Since FBXOs serve as E3 ubiquitin ligases, in order to further explore the role of the FBXO family in HCC, we used the UbiBrowser database to search for their substrate target proteins. The database results indicated that TP53 is the substrate target protein for all six FBXO members. The TP53 gene (also referred to as p53) encodes the p53 protein which represents one of the most frequently mutated gene and is related in over 50% of all human cancers (Juan Liu et al. 2023). In addition, the progression of cancer can be attributed to the proteolytic degradation of p53 facilitated by activated E3 ubiquitination enzymes (Ming Zhou et al. 2021). Notably, there are investigations revealing that the upregulation of the ubiquitination process targeting the tumor suppressor gene TP53 is associated with enhanced growth in ovarian cancer (Ming Zhou et al. 2021), while the ubiquitination of P53 is implicated in the pathological progression of colorectal cancer (Wang et al. 2020). FBXO proteins serve as integral components of E3 ubiquitin ligase, playing crucial regulatory roles in various cellular processes (Liu et al. 2021). Moreover, the functional prediction revealed that the FBXOs were involved in ubiquitination-related pathways such as TP5352which is as the same as ours. Based on the reported literature it is known that FBXO45 expression was related to P53 mutation in PDAC (Zhang et al. 2021). In addition, FBXO45 selectively ubiquitinates and degrades p73 which is a member of the p53 family, resulting in diminished cellular apoptosis in cancers (Wang et al. 2020). However, there was no significant difference in the expression of FBXO32 between the two groups (Jing et al. 2023). Additionally, in p53-deficient cells, up-regulation of FBXO5 could facilitate genomic instability, tetra ploidy, and cell proliferation in breast cancer (Zhang et al. 2022). Interestedly, there were rare evidence to improve that FBXO6, FBXO16, and FBXO30 had relationship with the P53-mediated ubiquitination in cancers, and our research may demonstrate them. To sum up, it is reasonably to suppose that FBXO family genes could ubiquitinate TP53 which results in p53 being more prone to mutation and promotes HCC progression.

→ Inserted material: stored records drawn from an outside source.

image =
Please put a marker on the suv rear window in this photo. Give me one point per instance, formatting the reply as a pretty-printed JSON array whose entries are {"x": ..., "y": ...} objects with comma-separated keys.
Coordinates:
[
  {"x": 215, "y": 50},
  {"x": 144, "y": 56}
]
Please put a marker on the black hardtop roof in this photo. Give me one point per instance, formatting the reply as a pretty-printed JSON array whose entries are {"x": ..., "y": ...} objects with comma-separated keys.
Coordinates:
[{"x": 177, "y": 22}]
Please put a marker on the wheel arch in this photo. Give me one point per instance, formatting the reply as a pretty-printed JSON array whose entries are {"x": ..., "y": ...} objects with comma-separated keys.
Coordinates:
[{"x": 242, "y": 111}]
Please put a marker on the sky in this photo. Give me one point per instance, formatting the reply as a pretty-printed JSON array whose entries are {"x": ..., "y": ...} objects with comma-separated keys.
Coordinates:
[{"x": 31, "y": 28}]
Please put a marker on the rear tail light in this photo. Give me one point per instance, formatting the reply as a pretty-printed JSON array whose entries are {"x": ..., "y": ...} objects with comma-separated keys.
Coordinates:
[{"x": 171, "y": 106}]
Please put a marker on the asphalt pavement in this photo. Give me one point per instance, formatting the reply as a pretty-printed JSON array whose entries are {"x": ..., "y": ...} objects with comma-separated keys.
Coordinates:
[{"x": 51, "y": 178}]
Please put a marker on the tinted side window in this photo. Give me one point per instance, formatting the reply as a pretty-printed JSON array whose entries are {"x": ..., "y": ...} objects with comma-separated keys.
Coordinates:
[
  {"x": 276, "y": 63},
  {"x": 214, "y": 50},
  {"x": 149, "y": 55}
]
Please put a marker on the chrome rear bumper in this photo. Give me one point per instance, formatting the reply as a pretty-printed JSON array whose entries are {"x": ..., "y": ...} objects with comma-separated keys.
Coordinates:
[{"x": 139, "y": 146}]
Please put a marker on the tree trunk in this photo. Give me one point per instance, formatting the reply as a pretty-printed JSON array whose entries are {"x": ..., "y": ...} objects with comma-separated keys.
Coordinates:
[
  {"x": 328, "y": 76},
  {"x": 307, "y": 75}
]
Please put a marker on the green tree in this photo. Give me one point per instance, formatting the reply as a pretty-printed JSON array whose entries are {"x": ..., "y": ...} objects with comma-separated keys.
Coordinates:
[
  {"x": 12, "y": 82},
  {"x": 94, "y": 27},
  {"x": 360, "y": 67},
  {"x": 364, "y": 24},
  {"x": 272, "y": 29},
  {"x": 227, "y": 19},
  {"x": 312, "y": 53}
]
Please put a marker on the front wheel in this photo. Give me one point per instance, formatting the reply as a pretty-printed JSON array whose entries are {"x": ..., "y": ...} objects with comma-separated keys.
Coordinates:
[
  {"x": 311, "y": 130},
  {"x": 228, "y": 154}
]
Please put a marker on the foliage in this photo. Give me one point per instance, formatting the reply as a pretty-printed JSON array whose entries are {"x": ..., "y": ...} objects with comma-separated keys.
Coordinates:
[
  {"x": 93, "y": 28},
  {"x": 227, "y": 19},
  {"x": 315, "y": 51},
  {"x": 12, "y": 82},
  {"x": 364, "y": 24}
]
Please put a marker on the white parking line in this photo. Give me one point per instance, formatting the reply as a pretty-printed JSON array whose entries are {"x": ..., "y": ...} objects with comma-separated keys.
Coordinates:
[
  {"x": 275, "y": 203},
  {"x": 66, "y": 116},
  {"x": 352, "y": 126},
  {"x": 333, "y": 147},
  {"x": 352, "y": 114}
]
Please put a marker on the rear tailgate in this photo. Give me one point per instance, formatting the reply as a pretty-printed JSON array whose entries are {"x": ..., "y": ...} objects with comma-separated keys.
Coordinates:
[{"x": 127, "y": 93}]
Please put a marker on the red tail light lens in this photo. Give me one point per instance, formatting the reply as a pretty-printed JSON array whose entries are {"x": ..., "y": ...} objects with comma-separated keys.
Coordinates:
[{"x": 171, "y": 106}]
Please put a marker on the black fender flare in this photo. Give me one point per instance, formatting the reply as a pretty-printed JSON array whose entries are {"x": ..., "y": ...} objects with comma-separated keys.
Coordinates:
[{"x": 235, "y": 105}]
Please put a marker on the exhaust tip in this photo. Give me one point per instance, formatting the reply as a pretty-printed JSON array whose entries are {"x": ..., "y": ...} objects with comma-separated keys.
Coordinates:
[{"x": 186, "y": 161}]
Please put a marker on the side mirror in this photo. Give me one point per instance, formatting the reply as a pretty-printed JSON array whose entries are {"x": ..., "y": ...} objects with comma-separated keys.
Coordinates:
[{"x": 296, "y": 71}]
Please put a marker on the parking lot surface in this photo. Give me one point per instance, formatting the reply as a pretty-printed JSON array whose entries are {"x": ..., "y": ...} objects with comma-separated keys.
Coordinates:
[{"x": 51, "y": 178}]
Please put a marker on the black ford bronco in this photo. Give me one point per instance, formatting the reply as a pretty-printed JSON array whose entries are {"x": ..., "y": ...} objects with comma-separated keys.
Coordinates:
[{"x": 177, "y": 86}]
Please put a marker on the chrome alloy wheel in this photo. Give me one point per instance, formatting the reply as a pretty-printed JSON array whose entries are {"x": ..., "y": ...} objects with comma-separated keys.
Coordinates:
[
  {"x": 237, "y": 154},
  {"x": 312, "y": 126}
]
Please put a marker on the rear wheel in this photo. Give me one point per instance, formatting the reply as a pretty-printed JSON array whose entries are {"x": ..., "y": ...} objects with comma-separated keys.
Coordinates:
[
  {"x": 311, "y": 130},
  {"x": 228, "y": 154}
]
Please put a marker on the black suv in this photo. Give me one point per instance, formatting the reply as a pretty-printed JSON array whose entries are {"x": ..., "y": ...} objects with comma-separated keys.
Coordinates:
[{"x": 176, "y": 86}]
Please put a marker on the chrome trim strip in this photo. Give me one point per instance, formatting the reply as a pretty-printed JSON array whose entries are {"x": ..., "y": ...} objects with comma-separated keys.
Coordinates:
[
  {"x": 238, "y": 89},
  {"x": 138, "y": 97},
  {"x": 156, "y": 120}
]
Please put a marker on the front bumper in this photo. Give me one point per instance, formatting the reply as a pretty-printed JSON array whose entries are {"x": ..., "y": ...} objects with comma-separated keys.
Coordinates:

This study holds great potential for the future. By identifying the overlap between FBXO genes and DEGs in HCC, our research provides potential novel biomarkers that can be used for the early detection, prognosis assessment and management of HCC. Moreover, KEGG analysis offered strong directions for subsequent drug development research. Additionally, the discovery of different immune infiltrating statuses can inform personalized immunotherapy, advancing precision medicine. However, our study also has certain limitations. We did not elucidate the specific molecular mechanisms of FBXO proteins in HCC, nor did we specify how these proteins influence P53 and TP53 mutations through ubiquitination. The specific impact of different immune infiltrating statuses on HCC progression and treatment response also requires further investigation. In future research, functional experiments such as cell-based assays and animal models could be conducted to explore the precise mechanisms of FBXO proteins, particularly their roles in P53 ubiquitination. Combining techniques like immunohistochemistry (IHC) and flow cytometry can provide deeper insights into the effects of different immune infiltrating statuses on HCC. Our study aims to contribute to optimized personalized treatment strategies for HCC, thereby enhancing treatment efficiency and patient survival rates. As research on drug metabolism pathways progresses, new targeted drugs and therapeutic approaches are expected to emerge. Nonetheless, our study has limitations, including the constraint of sample size, potential biases in the TCGA dataset, and the fact that our conclusions are primarily based on bioinformatics analyses. These findings require further experimental data for validation and support.